Are we both wearing masks?

“I’m sorry,” I say quietly, feeling horrible that she had to admit that to me.

“Don’t be sorry,” she says with a sigh, picking at the lint on her tights. “It is what it is. Life hands you lemons, you make lemonade, yadda yadda, right? My father did love me, so I knew that much. I had that much. But he died when I was ten. Then my mother was left to raise me and I rarely saw her because she honestly wanted nothing to do with me. So it was just me in that shanty with the leaking tin roof, in the middle of the fucking outback. Thank god it hardly ever rained.”

She glances up at me, raising her chin, as if I’m pitying her. “To answer your question more fully, I didn’t go to school because I dropped out of the last year of high school. I didn’t have any fucking money for university anyway. But it’s fine. There are books and online classes. I learn what I can when I can. Just for fun. And when I did save up enough money, it was to get the fuck out of dodge.”

“Dodge? Is that a town?”

“It’s a saying. I was in Brisbane for a while, which yes, is a town, and I was waitressing and after that I came straight to Paris.”

I stare at her. I stare at her because I can. I stare at her because I’m putting puzzle pieces together in my head.

I stare at her because she’s beautiful.

“Anyway,” she says, finishing her glass and placing it on the bedside table beside the unicorn clock. “I think it’s best I go to bed before I really start telling you my life story.”

She gets to her feet and instinctively I reach out to grab her hand. She stares down at it but I can’t tell if she’s disturbed or not. But I don’t let go. I should. I really should. But I don’t.

“I’d like to hear your life story one day,” I say, my voice coming out in a harsh murmur, as if part of me wished I didn’t say it.

She stares at me a moment, her gaze lingering on mine. Warm and melancholy at the same time.

“I’d like to hear yours, too,” she says.

Then she gives my hand a squeeze and walks out of the room.

The room grows cold without her in it.

Chapter 11

Aurora

December

December has always been a curious time for me.

That lead-up towards Christmas and the holidays that you can’t ignore, even if you try.

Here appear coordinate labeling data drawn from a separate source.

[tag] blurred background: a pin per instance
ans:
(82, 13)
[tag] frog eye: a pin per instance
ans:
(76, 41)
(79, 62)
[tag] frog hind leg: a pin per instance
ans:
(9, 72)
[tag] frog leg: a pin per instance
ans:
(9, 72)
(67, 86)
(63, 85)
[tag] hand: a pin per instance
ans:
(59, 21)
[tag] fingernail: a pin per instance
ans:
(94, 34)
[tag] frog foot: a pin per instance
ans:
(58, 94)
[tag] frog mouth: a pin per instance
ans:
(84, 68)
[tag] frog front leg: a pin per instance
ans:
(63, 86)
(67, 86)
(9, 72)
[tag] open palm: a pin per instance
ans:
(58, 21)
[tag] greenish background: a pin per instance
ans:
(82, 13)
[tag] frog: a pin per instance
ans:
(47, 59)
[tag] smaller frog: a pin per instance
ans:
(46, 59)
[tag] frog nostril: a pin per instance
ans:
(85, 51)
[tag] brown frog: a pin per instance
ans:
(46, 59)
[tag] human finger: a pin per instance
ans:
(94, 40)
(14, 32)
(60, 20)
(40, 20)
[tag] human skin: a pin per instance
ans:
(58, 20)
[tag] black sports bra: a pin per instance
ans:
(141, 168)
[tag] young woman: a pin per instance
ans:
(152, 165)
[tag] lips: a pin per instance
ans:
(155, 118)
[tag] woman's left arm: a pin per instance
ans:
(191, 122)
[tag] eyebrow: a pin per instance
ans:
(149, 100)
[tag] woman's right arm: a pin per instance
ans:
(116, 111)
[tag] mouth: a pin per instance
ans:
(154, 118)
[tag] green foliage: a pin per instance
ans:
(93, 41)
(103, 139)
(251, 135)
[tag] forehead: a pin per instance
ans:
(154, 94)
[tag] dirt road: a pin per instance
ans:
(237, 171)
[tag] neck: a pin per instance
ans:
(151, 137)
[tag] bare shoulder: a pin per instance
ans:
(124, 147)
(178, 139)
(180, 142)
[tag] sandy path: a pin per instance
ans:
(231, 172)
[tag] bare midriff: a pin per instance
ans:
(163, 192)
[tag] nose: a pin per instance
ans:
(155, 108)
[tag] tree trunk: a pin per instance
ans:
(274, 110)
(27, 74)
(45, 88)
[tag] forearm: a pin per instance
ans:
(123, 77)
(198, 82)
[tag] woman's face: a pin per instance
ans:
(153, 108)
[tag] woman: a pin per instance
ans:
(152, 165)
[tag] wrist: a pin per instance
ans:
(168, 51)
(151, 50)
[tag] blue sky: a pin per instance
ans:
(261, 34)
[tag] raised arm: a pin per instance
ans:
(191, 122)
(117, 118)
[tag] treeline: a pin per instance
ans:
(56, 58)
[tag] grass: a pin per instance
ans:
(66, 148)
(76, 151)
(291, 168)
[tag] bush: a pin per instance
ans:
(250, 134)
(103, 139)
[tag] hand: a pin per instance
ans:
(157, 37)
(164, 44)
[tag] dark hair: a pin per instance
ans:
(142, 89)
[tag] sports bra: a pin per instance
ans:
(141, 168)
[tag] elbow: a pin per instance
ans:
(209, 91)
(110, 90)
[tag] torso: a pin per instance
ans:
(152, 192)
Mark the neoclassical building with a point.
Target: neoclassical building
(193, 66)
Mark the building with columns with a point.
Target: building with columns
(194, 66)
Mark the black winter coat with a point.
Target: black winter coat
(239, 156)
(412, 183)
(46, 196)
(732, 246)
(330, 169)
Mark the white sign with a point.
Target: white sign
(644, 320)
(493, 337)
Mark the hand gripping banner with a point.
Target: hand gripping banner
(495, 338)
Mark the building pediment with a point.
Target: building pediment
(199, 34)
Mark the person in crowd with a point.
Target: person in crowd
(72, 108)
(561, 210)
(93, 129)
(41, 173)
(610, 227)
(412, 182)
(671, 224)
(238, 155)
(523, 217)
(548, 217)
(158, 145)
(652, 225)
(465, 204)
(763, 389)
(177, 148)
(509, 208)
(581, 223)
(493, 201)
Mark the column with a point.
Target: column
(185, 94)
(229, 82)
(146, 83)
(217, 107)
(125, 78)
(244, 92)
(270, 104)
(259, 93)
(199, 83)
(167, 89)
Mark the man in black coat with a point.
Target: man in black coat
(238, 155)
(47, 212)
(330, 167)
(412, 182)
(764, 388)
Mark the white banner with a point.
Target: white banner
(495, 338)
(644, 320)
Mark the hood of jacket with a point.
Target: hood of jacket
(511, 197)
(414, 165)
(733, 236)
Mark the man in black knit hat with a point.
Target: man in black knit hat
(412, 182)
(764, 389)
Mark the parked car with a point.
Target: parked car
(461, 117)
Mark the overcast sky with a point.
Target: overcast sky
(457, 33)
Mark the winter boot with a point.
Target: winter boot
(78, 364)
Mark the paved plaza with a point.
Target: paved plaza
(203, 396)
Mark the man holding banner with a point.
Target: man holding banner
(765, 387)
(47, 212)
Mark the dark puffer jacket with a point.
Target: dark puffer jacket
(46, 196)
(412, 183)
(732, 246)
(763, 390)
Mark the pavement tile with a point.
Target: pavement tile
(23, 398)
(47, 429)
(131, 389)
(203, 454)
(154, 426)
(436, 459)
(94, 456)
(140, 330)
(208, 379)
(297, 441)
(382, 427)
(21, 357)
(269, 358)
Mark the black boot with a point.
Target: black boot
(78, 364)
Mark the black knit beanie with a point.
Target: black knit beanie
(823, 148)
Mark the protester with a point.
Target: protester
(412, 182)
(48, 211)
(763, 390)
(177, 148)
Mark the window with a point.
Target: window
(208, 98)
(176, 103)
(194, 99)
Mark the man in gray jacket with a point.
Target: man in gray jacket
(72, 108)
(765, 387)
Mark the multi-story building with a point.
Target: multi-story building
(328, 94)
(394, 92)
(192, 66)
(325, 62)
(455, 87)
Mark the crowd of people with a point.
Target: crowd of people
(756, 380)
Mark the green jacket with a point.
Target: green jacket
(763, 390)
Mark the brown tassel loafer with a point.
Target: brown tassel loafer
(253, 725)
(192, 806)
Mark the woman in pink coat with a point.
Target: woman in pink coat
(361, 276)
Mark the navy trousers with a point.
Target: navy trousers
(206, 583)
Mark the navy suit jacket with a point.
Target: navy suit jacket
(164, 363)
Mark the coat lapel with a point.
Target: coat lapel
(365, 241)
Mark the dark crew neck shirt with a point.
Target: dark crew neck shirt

And, god, how you try.

For the last seven years I’ve spent it with families that aren’t my own.

Before then, I said fuck you to the holiday. I said fuck you to a lot of things.

And then before that, I was just hoping my father would be sober enough to come home. I’d hoped my mother would be kind enough to wish me a Merry Christmas. In the end, I was often alone, staring out the window at the baking desert and listening to Christmas songs on the crackly radio, dreaming of snow and trees and presents and places that seemed so impossible.

I should be happy that I have a job that I love, with kids that I love (because, let’s face it, it’s impossible not to), in a charming country that’s slowly growing on me.

And I am happy, don’t get me wrong.

But there’s something about the holiday season that creeps in like the cold through cracks in the floor. It turns you inward until you’re lost in your own introspection. It unearths the past before it buries it again in snow. It makes you feel things you don’t want to feel, like all your nerve endings are exposed.

Loss. If you’ve lost anyone or anything, then you’ll feel that loss most of all.

I feel the absence of so much that it’s hard not to fall deeper into the void that’s growing inside me.

There’s loss.

And then there’s love.

Love that I don’t have, that I’ve never had.

Why do I feel this loss inside me will always be solved with love?

“Aurora?” Clara says to me, and by the way she says it I think she may have been calling me for a while.